Microsoft has released the beta for its Windows Server 2008 virtualisation technology Hyper-V. Rather amazingly, the company has released the technology ahead of schedule - although rather more typically, that was an amended schedule.
Hyper-V, formerly code-named "Viridian," is now available for available from Microsoft's website and is ready to be used with the current x64 beta version of Windows Server 2008, which is also available online. The technology, called a hypervisor, is the underlying virtualisation technology for the server release, which is a major update that's expected to be released on 27 February next year.

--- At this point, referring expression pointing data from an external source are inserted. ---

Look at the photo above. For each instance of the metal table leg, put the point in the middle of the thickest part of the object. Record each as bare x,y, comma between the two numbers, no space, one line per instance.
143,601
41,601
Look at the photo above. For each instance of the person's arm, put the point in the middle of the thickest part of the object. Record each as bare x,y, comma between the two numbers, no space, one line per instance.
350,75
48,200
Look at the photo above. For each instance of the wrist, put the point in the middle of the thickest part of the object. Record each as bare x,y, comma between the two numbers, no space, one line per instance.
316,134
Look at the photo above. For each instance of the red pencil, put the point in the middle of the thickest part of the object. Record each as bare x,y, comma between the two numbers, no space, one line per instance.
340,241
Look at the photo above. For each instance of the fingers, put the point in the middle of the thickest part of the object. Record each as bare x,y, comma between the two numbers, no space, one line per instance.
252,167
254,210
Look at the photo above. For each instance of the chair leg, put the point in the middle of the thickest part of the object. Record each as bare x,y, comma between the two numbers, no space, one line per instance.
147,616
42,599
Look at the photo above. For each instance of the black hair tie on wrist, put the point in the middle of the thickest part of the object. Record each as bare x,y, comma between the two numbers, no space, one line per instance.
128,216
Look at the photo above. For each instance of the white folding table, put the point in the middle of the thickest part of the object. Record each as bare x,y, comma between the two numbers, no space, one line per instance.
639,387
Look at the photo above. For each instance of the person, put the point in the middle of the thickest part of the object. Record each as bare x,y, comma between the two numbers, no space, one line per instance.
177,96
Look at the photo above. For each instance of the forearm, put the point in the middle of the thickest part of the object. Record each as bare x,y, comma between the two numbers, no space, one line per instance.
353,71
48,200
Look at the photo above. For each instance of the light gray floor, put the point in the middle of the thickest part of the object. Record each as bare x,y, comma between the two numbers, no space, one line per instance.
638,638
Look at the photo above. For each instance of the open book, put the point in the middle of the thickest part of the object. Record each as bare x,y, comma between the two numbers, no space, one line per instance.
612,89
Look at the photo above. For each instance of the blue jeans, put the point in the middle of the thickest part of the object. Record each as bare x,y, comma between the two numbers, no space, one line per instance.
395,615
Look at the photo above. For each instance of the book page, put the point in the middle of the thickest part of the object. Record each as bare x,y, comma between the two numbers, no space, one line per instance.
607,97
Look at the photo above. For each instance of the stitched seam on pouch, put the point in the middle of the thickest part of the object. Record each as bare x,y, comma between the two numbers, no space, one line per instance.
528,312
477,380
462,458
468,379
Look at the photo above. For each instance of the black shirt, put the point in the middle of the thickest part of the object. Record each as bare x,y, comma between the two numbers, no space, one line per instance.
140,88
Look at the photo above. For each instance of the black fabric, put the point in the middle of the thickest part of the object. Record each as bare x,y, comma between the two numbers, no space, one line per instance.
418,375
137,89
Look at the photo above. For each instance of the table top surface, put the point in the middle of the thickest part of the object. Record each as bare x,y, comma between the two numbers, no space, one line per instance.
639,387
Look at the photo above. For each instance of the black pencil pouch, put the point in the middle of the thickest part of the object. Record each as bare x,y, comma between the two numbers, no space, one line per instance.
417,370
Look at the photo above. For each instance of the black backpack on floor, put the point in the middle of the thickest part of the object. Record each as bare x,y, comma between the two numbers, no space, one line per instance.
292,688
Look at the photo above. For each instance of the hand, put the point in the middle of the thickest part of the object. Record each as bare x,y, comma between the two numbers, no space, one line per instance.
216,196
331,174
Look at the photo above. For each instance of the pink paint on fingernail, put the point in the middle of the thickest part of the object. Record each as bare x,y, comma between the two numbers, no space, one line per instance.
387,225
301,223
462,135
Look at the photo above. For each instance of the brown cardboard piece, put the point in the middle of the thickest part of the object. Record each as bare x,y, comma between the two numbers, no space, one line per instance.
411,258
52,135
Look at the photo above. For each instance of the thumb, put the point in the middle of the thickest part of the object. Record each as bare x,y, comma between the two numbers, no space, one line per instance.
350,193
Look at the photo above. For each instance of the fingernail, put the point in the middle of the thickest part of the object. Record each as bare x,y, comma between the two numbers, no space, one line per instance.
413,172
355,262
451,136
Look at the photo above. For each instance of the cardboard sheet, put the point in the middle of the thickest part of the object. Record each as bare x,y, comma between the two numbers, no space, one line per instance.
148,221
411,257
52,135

A beta of Hyper-V originally was planned to be released on that date as well.
Virtualisation, or the ability to use virtual machine technology to run multiple OSes on a physical server, is widely seen as a disruptive technology and is becoming increasingly important as companies seek to cut costs and consolidate hardware in their data centres. Microsoft had originally intended to release Hyper-V as part of the original release Windows Server 2008, but the technology was delayed and is now scheduled to be generally available 180 days, or about six months, after Windows Server 2008 ships. Hyper-V's released was delayed earlier this year because Microsoft opted to pull out some originally planned features.

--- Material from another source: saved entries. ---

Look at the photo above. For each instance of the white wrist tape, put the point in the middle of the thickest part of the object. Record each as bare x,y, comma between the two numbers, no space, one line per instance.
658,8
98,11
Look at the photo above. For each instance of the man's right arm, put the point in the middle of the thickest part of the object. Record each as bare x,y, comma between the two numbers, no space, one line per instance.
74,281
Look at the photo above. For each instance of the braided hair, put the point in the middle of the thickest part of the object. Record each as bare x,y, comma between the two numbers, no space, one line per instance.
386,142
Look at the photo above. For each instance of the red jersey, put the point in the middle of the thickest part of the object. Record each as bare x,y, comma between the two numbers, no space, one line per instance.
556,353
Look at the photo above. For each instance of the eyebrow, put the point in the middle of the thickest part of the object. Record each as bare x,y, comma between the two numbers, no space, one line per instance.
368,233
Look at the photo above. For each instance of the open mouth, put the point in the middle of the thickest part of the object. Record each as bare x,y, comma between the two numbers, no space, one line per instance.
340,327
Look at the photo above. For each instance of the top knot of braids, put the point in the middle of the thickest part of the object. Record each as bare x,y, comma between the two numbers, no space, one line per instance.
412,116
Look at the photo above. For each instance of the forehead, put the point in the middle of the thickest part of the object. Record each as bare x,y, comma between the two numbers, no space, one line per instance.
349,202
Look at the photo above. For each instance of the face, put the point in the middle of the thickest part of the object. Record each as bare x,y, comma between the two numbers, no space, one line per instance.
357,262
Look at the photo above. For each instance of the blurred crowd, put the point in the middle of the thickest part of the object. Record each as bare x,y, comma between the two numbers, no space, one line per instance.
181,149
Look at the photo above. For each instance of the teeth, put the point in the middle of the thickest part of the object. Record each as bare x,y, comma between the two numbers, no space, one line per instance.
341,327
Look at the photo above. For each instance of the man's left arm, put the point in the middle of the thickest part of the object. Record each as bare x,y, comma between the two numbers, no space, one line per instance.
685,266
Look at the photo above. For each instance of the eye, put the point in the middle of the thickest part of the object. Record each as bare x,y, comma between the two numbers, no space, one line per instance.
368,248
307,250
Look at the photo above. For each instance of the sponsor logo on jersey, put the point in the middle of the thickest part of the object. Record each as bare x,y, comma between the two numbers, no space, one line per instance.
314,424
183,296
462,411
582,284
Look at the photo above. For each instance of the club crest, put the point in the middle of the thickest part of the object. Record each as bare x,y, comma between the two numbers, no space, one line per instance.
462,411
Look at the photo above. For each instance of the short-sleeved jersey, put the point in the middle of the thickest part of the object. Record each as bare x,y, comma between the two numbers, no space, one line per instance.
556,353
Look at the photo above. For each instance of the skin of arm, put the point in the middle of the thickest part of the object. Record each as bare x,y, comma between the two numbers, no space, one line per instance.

Hyper-V takes advantage of virtualisation-optimised microprocessors from Intel and AMD and is meant to help Microsoft compete with virtualisation leader VMware, which already has hypervisor technology on the market. Hypervisors allow for cross-platform support so servers can run multiple versions of different OSes - such as Windows and Linux - side by side on one piece of hardware.
Bill Hilf, general manager of Windows Server at Microsoft, said customers have been asking the company for a built-in virtualisation technology that works directly within the Windows Server environment so it's easy to manage and implement. By design, Hyper-V is set up as what Microsoft calls a "role" within Windows Server 2008, and can be turned on or off as a customer wishes, he said. Roles are a new feature of the forthcoming release of the OS that allow servers to be set up so only the role or roles a customer wants them to play - such as email server or application server - will be turned on.
Mike Neil, general manager of virtualisation at Microsoft, said Hyper-V is meant to make the virtualisation market "a two-horse race" between Microsoft and VMware. However, with Hyper-V not scheduled to ship until the second half of next year, the company has a lot of ground to make up to topple VMware from its leadership position. And Microsoft also faces pressure in providing built-in OS virtualisation from Linux leader Red Hat, which already has integrated cross-platform virtualisation into Red Hat Enterprise Linux.
Windows Server 2008 eventually will be available in multiple editions and will be offered with and without Hyper-V. Microsoft also plans to release a product called Microsoft Hyper-V Server specifically as a virtualisation host environment in the second half of 2008.